The locusts are "like unto horses prepared unto battle." [vs. 7] In scripture, people with no understanding are compared with horses. [Psa. 32:9]
Their faces of men, and hair as the hair of women, pictures people whose doctrine dishonours Christ. Paul wrote: "Doth not even nature itself teach you, that, if a man have long hair, it is a shame unto him?" [1 Cor. 11:14] Paul said the head of every man is Christ; and a man praying or prophesying with long hair dishonours Christ. [1 Cor. 11:3-4]
Lion's teeth [vs. 8] picture a very ferocious attitude towards unbelievers. [2 Tim. 3:1-3]
Breastplates are associated with righteousness. [Eph. 6:14] Their breastplates refute the claim by some that the locusts of the prophecy represent demons; instead they show that the locusts represent mortal humans. Why would demons need breastplates? The locusts' breastplates of iron defend them from truth, and reason. Cruel hearts are hard to reach.
"And the sound of their wings was as the sound of chariots of many horses running to battle." The wings of the locusts may represent their interpretations of prophecy. Horses and chariots rushing to battle would make a loud, clattering sound, as chariot wheels rolled over stony ground. Their controversies generate lots of noise!

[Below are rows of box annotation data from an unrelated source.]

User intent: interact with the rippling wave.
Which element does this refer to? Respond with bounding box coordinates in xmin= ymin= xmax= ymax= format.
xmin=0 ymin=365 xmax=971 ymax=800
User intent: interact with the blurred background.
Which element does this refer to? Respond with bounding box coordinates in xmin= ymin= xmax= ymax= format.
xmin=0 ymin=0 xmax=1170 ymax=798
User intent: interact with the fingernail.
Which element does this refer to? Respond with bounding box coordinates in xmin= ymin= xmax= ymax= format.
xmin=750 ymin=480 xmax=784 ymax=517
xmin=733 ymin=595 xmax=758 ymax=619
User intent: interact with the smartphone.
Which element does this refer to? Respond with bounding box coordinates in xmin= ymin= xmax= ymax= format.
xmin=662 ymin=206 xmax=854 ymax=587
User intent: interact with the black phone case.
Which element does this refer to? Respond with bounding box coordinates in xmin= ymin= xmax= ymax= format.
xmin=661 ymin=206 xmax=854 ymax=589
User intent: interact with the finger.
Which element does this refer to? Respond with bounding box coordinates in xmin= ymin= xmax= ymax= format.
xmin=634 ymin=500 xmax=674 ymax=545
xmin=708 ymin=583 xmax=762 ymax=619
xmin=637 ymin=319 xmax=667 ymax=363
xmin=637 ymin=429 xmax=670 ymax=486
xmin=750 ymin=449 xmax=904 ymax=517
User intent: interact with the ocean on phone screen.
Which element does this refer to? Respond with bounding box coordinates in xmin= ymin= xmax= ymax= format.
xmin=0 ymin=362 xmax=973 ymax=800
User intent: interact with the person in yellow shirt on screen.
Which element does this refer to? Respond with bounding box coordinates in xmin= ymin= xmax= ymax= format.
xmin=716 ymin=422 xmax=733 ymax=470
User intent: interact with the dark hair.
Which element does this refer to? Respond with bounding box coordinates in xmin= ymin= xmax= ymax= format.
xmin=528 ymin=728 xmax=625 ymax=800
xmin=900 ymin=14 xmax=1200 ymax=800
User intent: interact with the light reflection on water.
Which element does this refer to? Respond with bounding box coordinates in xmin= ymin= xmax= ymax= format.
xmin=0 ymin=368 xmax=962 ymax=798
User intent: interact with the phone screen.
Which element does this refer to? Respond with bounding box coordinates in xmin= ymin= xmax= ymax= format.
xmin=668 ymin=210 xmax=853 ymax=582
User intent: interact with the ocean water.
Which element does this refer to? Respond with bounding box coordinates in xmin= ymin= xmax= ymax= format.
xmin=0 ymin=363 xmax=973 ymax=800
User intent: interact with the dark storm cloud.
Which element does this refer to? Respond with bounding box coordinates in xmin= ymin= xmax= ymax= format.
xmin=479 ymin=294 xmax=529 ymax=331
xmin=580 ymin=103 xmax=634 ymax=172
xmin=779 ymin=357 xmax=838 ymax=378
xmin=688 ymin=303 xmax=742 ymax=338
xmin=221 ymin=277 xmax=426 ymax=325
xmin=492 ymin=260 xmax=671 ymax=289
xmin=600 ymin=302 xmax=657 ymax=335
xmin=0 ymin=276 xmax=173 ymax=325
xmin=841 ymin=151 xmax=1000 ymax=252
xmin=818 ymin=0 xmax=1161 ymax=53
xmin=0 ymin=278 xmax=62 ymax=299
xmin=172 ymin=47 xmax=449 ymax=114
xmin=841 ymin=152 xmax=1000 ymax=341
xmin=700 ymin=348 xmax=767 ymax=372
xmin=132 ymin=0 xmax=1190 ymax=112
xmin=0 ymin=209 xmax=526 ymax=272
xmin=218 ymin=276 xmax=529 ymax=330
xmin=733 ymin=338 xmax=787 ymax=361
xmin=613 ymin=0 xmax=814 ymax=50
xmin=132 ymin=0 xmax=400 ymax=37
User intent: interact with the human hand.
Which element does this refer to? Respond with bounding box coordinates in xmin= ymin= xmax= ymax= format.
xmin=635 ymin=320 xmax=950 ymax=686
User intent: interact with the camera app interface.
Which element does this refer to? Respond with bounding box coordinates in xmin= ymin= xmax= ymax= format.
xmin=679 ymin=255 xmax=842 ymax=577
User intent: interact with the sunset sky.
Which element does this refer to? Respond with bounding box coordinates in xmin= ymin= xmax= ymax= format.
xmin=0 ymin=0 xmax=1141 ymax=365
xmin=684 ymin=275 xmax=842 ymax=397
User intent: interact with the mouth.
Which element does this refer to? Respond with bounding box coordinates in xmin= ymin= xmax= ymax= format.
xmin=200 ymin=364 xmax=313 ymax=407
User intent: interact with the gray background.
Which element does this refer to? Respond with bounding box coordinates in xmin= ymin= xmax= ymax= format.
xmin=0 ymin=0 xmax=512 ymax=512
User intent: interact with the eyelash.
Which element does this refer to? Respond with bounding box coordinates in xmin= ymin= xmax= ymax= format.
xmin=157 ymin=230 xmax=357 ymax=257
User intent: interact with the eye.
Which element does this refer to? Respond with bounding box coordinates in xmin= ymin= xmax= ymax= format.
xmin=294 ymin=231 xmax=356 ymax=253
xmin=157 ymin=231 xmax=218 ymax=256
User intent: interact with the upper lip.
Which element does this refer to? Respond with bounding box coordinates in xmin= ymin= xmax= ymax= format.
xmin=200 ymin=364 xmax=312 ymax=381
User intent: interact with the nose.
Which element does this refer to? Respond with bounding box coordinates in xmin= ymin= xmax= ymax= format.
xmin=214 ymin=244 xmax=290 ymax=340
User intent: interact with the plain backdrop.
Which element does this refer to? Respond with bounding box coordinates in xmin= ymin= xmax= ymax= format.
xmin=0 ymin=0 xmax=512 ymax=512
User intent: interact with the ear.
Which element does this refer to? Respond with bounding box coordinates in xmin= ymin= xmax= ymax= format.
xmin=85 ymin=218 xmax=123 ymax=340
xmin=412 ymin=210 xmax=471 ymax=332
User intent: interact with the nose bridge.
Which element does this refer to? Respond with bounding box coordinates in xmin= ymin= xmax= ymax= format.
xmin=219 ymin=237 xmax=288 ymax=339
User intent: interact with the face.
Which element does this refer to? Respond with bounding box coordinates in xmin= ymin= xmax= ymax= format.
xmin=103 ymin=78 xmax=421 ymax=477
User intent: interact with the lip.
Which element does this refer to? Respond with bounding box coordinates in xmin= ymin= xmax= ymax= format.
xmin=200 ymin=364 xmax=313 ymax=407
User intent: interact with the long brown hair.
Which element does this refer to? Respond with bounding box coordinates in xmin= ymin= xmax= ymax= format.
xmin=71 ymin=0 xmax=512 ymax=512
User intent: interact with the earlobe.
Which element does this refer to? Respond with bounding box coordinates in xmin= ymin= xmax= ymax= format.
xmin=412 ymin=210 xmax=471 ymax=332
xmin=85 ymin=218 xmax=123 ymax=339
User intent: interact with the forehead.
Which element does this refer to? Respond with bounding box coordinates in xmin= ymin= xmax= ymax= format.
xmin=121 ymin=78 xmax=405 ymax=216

"On their heads were as it were crowns like gold." Their crowns like gold suggest halos, shining circles above the heads of saints or medieval monarchs in religious paintings.
"And they had tails like unto scorpions." [vs. 10] Scorpions are mentioned in connection with chastisement and punishment in scripture. Solomon's son Rehoboam said to the people of Israel, "My father hath chastised you with whips, but I will chastise you with scorpions." [1 Kings 12:11]
Their tails represent "a prophet that teaches lies." Isaiah said, "the prophet that teacheth lies, he is the tail." [Isa. 9:15] The doctrine of the locusts distorts the gospel of Christ. Centuries of tradition and superstition have established the concept of unending infernal torment of unbelievers as biblical truth in the minds of many. Those views are not easily discarded.
Their king is Abaddon, which means destroyer, Job 26:6. These doctrines about the fate of unbelievers are common to both Muslims and Christians. It is the doctrine that "torments." The effect of the locust plague is that it tends to destroy the church, and obscures the gospel. It paints God as a cruel monster, a fiend. The name Apollyon probably alludes to Apollo Parnopius, the Greek god of plagues. (Parnopius means "grasshopper.") Apollo was also a pagan god of prophecy.
This prophecy focuses on antichrist at a personal level; many Christians need to overcome "the antichrist within." Even the apostle Peter was called Satan by Jesus. Horses & horsemen parallel Joel 2, Ezek. 38, Zech. 12 & 14. They have breastplates of fire, brimstone, and hyacinth. Compare with Gog & Magog who are clothed with all sorts of armour. They have serpents for tails, symbolic of prophets who teach lies; compare 2 Peter 2:1. They have heads of lions; compare with "natural brute beasts" in 2 Peter 2:12. Lions' heads signify carnal human nature; "beheaded" in Rev. 20:4 depicts conversion that follows repentance. Jeremiah wrote, "The heart is deceitful above all things, and desperately wicked: who can know it?" [Jer. 17:9]
John's prophecy interprets Ezekiel 38. The hordes of Gog and Magog are deceived people who compass the camp of the saints and the beloved city; both figures represent the Church. They are people whose reign with Christ has ended; who correspond to the third of the stars who fall to the earth in Rev. 12, being drawn by the tail of the dragon.